The human immune system constantly works to protect the body from a vast array of disease-causing invaders like bacteria, viruses, fungi, and parasites. It must also distinguish between these harmful external threats and the body’s own healthy tissues. This protective function presents a significant challenge: how can a limited set of genetic information prepare for potentially millions of different pathogens the body might encounter throughout a lifetime? VDJ recombination is a biological process that helps the immune system meet this challenge. It enables the creation of diverse recognition tools necessary for a robust defense.
Building a Diverse Immune System
The immune system’s ability to recognize and respond to foreign substances relies on the diversity of its antigen receptors. These unique receptors are found on specialized immune cells called B cells and T cells. B cells produce antibodies, which serve as their receptors, while T cells have T-cell receptors (TCRs). VDJ recombination generates this immense variety from a relatively limited set of inherited genetic material.
The Genetic Assembly Line
VDJ recombination is a complex genetic rearrangement that occurs during the development of B cells in the bone marrow and T cells in the thymus. This process involves the selective joining of different gene segments: Variable (V), Diversity (D), and Joining (J) segments. For instance, in the heavy chain of antibodies and the beta chain of T-cell receptors, a D segment first joins with a J segment. Subsequently, a V segment combines with this newly formed DJ complex, creating a VDJ gene segment. Light chains of antibodies and alpha chains of T-cell receptors undergo a similar VJ recombination, as they lack D segments.
Specialized enzymes, particularly Recombination Activating Genes 1 and 2 (RAG1 and RAG2), initiate this process by recognizing specific DNA sequences called recombination signal sequences (RSSs) that flank the V, D, and J segments. RAG enzymes create precise cuts in the DNA at these signal sequences, generating double-strand breaks. After RAG creates these breaks, cellular DNA repair machinery, specifically the non-homologous end joining (NHEJ) pathway, joins the DNA segments together.
Further diversity is introduced at the junctions where these segments are joined. An enzyme called terminal deoxynucleotidyl transferase (TdT) can randomly add extra nucleotides (N-nucleotides) to these cut ends before they are ligated. This random addition, along with the imprecise joining of the cut ends, significantly expands the potential combinations of V, D, and J segments. The intervening DNA segments between the chosen V, D, and J segments are typically excised and lost during this process.

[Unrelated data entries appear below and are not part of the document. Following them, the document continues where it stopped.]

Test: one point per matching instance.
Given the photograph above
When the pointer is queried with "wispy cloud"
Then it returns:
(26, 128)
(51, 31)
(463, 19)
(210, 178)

Immunity Through Recognition
The direct outcome of VDJ recombination is the creation of highly diverse antigen receptors on B and T cells. Once formed, these unique receptors are displayed on the cell surface, ready to specifically recognize and bind to foreign invaders, or antigens. For B cells, the binding of an antigen to its specific antibody receptor activates the B cell. This activation can lead to the B cell differentiating into plasma cells that produce large quantities of soluble antibodies, which then target the pathogen for destruction.
Similarly, T cells use their rearranged T-cell receptors to recognize fragments of antigens presented on the surface of other cells, often infected cells or antigen-presenting cells. This specific recognition triggers the T cell to initiate various defensive actions, such as directly killing infected cells or coordinating other immune cells through chemical signals. The immense diversity generated by VDJ recombination ensures a targeted and effective immune response against a wide range of threats.
When Recombination Goes Wrong
Despite the precision of VDJ recombination, malfunctions can occur, leading to serious consequences for immune health. One such condition is severe combined immunodeficiency (SCID), where defects in the recombination machinery, particularly in RAG genes, result in a severe lack of functional B and T cells. Individuals with SCID are highly susceptible to infections.
In rare instances, errors during VDJ recombination can also lead to unintended chromosomal translocations. This occurs when the DNA cutting and rejoining process goes awry, causing segments of chromosomes to break and rejoin incorrectly with other chromosomes. Such errors can activate oncogenes, genes that can cause cancer. These chromosomal translocations are associated with the development of certain blood cancers, including lymphomas and leukemias. The precise regulation of VDJ recombination is important for preventing these detrimental outcomes.